Our study has provided a new finding alongside the growing evidence that confirms the role of the cannabinoidergic system in the regulation of astrocytes-mediated neuronal circuits homeostasis maintaining, and metabolic support (Covelo A et al., 2021; Iannotti FA et al., 2016; Navarrete M and Araque AJN, 2010). Two lines of data supporting this, first, CB1 receptors expressed in the astrocytic membrane are potential modulators of neurotransmitter reuptake mechanisms by affecting both neurotransmitters and gliotransmitters release (Djeungoue-Petga MA and Hebert‐Chatelain EJB, 2017; Kovács A et al., 2017; Martinez Ramirez CE et al., 2022). Secondly, CB1 receptors expressed in the mitochondrial membrane of astrocytes have a noticeable effect on mitochondrial performance by decreasing ROS release (Achicallende Urcaregui S, 2021; Robledo‐Menendez A et al., 2022). Hence, that opens up novel strategies for exploring interventional therapy for neurodegenerative disorders through modulating astrocytes functions.

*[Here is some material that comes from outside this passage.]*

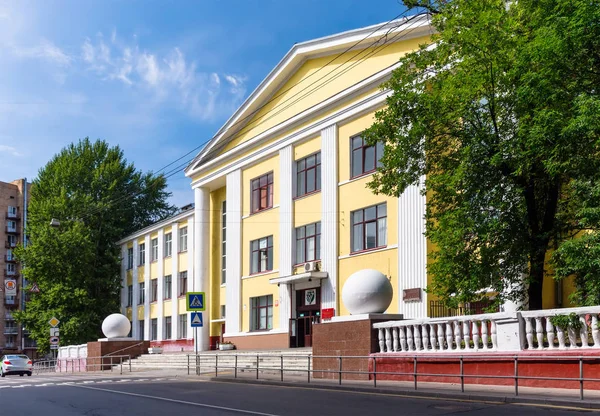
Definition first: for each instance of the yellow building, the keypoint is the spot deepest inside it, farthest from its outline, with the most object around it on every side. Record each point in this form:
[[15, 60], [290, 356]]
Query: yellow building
[[282, 213]]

Among limitations of our study, is that we don’t explore yet the underlining mechanism. Thus, a study on CB1 knockout mice by using a transgenic model is needed to confirm our hypotheses and greatly extend our knowledge of the molecular mechanisms underlying CBD effects much beyond what has been determined from the CB1 receptor-blocked model by SR141716A. In the current study, CBD effects were evaluated on metabolic and inflammatory parameters in LPS-stimulated primary astrocytes. Therefore, our findings highlight that LPS induced pro-inflammatory cytokines release is mediated by CB1, and this is the crucial point of our study. In this respect, we will conduct a future study to perform more specific experiments related to astrocytic inflammatory response to show how endocannabinoid system could regulate this response.